At her side, Braint stared through silent, streaming tears.
Breaca said, “He died bravely.”
“He died for no reason.”
“So you will not follow him. You can kill better than that.” She turned to her other side, to Caradoc. “We can’t stand long against this.”
“I know.” He, too, knew the need for action. He was leaning down from his saddle to speak to the Catuvellauni youth who was his runner. “Send word down the line that it is death to approach the boulders. We should lose no more warriors for the sake of it. Braint has shown what to do. Follow her lead if those you value lie dying.”
Like Braint, the youth was weeping openly. He turned his face up to the man who was his god and had been infallible. “If they can reach us, we can reach them, too. We can throw better than them. We should be fighting back.”
“No. We are too few and we have only one spear each. They should be saved for better use at another time. Pass the word.”

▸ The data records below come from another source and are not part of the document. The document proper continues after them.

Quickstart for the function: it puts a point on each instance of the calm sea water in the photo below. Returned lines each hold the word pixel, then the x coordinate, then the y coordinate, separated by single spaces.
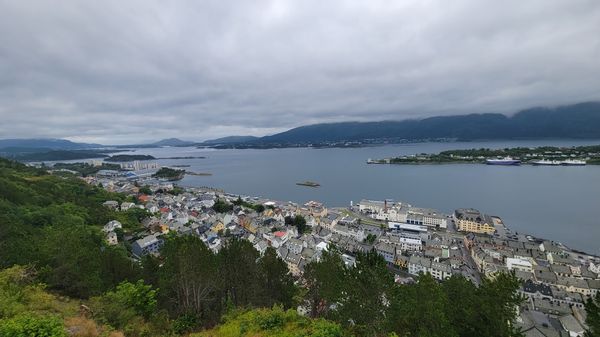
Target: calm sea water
pixel 559 203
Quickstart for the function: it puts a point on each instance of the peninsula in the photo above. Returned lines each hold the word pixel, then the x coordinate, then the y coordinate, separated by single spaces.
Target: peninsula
pixel 546 155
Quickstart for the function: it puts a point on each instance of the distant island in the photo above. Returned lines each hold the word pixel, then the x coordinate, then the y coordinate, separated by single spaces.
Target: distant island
pixel 129 157
pixel 545 155
pixel 169 174
pixel 578 121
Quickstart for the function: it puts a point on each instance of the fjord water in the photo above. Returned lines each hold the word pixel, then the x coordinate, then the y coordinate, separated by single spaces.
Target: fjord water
pixel 559 203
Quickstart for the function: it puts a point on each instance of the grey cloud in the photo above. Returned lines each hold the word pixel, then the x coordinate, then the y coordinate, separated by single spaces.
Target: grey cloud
pixel 127 71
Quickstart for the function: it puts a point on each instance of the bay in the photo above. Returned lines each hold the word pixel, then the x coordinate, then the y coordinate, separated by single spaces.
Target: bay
pixel 559 203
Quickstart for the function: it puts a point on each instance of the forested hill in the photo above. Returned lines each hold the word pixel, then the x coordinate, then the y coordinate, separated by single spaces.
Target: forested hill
pixel 572 121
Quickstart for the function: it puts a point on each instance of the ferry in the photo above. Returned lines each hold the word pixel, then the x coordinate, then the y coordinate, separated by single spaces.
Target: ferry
pixel 308 183
pixel 574 162
pixel 503 161
pixel 546 162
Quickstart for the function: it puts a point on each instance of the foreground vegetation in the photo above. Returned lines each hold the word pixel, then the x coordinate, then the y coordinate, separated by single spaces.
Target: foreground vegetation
pixel 60 278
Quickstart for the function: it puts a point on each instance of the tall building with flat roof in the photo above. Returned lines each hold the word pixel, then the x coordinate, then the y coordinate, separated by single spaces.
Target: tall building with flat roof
pixel 472 220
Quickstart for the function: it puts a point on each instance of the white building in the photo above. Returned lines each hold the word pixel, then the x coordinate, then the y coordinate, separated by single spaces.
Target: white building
pixel 519 264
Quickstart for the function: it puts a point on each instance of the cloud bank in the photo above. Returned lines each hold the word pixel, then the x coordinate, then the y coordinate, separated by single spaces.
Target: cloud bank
pixel 128 71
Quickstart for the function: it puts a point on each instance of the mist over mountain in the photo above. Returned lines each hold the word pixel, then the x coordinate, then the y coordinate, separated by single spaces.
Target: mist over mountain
pixel 173 142
pixel 572 121
pixel 230 139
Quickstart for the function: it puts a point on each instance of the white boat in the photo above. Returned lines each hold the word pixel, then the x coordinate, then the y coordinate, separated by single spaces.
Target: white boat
pixel 503 161
pixel 546 162
pixel 574 162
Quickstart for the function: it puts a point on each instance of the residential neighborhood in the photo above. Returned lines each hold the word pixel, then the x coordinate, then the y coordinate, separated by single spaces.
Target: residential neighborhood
pixel 556 280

The youth turned and ran. Breaca watched for those who believed they could gain in reputation by daring what Caradoc of the Three Tribes and the Warrior of Mona would not, but the winnowing death of the javelins had been too cold, too heartless, and it was clear that those against whom they fought lacked any honour. Near the boulders, warriors moved back a pace save for those few who could hit the mark reliably, who gave death to their friends.
On the far side, bundles of javelins were once again passed forward through the ranks and distributed. The legionaries waited, and watched lifeblood leak from the dead. The Atrebatan traitor spoke to the commander and his word was passed forward. A thousand eyes turned on Caradoc and Breaca and the knot of their honour guards standing beneath the trees. Men spat and anointed their javelins, saying the names of those they hoped to kill. Breaca watched them, unmoved. The fire of Mona burned low within her, dulled by hate and the horror at wasted life.